This story is part of, our series exploring the red planet.
There's a growing sense of excitement around NASA's future Mars Sample Return mission, an effort to bring the Perseverance rover's rock collection back to Earth. A new rock sample is adding to the anticipation because it might contain evidence of ancient water and (fingers crossed) long-ago microbial life -- if it existed there.
The rock in question is now Perseverance's 15th core sample. It's named "Kukaklek" after a lake and river in Alaska. On Wednesday, the Perseverance team trumpeted the successful collection of the "nice piece of sandstone."
Astrobiologist Erin Gibbons of McGill University offered more details on the rock in a rover update this week. Gibbons pointed out a set of thin, white veins visible in the sandstone after the rover abraded the surface away to get a look underneath. The veins are evidence of past water activity that filled small factures with mineral deposits.
NASA had previouslyprior to the rover gathering a sample, expressing hope that it might hold biosignatures, which the agency defines as "any characteristic, element, molecule, substance, or feature that can serve as evidence for ancient life." Gibbons' update highlights an even more specific dream of perhaps finding water hidden within.
NASA picked the Jezero Crater as the Perseverance rover's landing site due to its intriguing history of water. It appears to be home to an ancient lake bed and river delta from a time long ago when Mars was wetter.

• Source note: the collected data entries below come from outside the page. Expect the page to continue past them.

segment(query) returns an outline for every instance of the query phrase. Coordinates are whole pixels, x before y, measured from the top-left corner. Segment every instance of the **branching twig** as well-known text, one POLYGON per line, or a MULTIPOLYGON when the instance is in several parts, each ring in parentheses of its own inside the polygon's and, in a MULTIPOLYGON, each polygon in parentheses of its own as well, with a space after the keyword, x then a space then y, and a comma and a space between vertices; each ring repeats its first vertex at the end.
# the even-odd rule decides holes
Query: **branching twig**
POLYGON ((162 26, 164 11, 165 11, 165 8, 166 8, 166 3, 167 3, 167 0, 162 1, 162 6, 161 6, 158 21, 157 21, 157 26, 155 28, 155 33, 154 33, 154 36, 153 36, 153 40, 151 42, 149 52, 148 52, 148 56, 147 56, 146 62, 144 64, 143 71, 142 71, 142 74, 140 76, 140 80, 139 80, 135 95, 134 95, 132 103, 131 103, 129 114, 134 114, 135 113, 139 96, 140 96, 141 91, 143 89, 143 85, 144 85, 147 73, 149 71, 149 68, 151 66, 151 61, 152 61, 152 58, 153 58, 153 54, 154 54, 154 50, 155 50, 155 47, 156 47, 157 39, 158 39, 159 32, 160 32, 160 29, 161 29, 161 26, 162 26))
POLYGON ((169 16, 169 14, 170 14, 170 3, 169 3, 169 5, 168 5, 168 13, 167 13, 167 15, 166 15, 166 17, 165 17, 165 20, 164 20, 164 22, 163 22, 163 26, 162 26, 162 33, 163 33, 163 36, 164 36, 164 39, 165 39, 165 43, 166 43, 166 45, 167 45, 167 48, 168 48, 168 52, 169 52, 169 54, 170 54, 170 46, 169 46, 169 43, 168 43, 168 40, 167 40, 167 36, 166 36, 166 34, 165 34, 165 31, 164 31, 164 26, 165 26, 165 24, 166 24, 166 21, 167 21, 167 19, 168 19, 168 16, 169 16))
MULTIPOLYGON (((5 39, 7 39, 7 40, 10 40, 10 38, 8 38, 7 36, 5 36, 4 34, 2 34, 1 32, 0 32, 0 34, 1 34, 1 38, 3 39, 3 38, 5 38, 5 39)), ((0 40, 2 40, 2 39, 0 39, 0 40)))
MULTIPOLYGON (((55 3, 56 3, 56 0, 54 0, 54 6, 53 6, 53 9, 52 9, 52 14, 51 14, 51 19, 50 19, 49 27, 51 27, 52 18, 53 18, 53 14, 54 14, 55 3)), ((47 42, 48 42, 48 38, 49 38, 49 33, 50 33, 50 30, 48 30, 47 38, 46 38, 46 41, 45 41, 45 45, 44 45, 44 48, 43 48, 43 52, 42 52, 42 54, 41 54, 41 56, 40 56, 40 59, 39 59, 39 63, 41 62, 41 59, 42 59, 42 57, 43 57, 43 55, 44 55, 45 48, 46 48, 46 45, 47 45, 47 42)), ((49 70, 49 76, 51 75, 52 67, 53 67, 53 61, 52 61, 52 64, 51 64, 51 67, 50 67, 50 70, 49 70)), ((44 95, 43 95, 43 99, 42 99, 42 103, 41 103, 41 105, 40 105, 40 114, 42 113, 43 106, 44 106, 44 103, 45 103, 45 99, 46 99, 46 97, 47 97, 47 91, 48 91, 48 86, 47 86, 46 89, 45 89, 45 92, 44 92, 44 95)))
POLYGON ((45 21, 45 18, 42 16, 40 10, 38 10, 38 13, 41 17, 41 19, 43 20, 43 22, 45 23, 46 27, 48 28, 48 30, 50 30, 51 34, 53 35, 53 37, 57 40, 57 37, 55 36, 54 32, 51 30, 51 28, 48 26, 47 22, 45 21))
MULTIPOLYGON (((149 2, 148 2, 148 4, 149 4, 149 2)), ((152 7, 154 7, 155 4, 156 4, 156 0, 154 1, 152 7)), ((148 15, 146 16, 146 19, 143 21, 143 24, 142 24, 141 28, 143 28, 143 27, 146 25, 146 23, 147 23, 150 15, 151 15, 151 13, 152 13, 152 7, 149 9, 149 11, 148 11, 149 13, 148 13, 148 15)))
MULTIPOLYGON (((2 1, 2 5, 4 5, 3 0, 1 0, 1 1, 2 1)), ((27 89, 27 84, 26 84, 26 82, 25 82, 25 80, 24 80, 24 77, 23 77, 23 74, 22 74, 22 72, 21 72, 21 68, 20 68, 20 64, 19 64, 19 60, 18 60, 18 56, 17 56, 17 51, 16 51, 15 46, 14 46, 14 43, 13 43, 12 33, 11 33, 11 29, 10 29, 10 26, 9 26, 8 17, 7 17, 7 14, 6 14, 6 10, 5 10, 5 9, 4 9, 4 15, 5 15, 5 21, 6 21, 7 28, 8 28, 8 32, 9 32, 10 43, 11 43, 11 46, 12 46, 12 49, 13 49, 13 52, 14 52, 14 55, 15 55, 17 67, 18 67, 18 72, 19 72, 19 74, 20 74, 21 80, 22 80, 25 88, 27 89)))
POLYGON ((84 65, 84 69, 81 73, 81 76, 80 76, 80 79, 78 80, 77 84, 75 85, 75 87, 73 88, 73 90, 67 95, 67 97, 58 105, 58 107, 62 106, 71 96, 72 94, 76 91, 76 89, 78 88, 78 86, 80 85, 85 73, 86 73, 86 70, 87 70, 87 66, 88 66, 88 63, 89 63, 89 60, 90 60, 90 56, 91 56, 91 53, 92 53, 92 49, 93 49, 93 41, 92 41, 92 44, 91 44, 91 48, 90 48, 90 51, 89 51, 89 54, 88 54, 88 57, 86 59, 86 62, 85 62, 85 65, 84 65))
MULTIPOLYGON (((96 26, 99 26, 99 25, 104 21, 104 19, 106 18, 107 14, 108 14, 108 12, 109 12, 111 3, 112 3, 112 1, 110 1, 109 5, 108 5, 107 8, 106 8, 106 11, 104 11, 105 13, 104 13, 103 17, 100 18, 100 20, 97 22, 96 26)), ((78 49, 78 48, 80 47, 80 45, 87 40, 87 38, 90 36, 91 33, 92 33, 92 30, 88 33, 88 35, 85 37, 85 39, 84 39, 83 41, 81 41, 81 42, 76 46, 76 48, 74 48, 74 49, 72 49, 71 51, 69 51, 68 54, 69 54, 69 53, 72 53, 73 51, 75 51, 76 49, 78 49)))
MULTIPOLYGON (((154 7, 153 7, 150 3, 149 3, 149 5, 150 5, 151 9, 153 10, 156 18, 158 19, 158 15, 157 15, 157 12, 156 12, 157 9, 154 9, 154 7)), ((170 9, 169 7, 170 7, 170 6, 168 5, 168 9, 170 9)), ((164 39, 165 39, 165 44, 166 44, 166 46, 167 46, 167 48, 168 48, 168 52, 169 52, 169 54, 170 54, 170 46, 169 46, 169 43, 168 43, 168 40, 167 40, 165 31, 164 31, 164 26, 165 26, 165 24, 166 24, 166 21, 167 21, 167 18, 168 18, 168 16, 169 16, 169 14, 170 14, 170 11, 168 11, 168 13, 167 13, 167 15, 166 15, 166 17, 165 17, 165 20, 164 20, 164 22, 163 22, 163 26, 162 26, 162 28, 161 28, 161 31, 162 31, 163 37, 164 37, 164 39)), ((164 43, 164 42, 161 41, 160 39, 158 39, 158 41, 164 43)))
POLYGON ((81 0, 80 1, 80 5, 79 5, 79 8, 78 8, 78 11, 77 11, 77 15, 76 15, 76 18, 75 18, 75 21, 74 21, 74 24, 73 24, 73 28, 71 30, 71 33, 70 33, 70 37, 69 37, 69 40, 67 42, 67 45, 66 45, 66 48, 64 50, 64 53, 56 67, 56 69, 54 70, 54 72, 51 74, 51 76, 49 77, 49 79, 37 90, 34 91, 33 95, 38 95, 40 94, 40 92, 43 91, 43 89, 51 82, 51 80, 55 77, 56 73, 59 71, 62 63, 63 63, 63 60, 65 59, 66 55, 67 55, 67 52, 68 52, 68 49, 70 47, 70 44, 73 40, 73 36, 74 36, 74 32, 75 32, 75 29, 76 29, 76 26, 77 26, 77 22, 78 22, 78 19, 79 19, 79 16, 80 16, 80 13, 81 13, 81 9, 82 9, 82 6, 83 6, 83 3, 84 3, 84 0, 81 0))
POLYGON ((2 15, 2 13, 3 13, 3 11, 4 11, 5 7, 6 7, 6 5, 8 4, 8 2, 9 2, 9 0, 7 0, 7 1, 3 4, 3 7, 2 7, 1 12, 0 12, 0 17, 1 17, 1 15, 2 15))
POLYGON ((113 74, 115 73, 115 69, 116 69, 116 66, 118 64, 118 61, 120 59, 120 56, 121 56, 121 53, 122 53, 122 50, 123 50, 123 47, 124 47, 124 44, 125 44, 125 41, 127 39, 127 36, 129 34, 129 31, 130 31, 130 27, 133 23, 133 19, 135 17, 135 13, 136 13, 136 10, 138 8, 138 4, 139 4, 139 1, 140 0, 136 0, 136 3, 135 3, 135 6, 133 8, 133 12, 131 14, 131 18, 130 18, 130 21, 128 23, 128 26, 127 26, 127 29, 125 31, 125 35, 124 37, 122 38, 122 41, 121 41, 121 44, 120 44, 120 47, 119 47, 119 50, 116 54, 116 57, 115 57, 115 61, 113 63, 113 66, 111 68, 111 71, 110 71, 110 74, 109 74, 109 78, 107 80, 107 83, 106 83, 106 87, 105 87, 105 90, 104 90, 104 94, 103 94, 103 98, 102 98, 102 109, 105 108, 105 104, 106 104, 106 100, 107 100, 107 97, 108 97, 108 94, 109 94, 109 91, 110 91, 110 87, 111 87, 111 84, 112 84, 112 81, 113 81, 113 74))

The rock was part of an outcrop named Hidden Harbor that likely formed back when Jezero was a lake. "This was an exciting find because the veins are strikingly different than the sedimentary rock surrounding them, suggesting that they formed at a different time and under different conditions," said Gibbons. It's like cracking open a tiny window into the Martian past.
The veins could hold hidden clues to Mars' history of microbial life, if it was ever in residence there. "It is even possible that, during crystallization, the minerals in the veins trapped a droplet or two of the ancient water that carried them through the network of fractures in the first place, providing a time capsule of Mars' watery past," said Gibbons.
Miniscule fluid inclusions have been found in ancient Earth rocks. A study earlier this year described the discovery of microorganisms 830 million years old in fluid inclusions in halite crystals, raising the possibility that a similar find from Mars could preserve organic matter. "Do the veins in Jezero contain such fluid inclusions? It's possible, but we cannot know for certain until we bring a sample back to Earth for detailed analysis," Gibbons wrote.
The Mars Sample Return mission will be complicated and challenging, but necessary to truly understand Mars' past and, hopefully, answer the question of whether the red planet was once home to microbial life.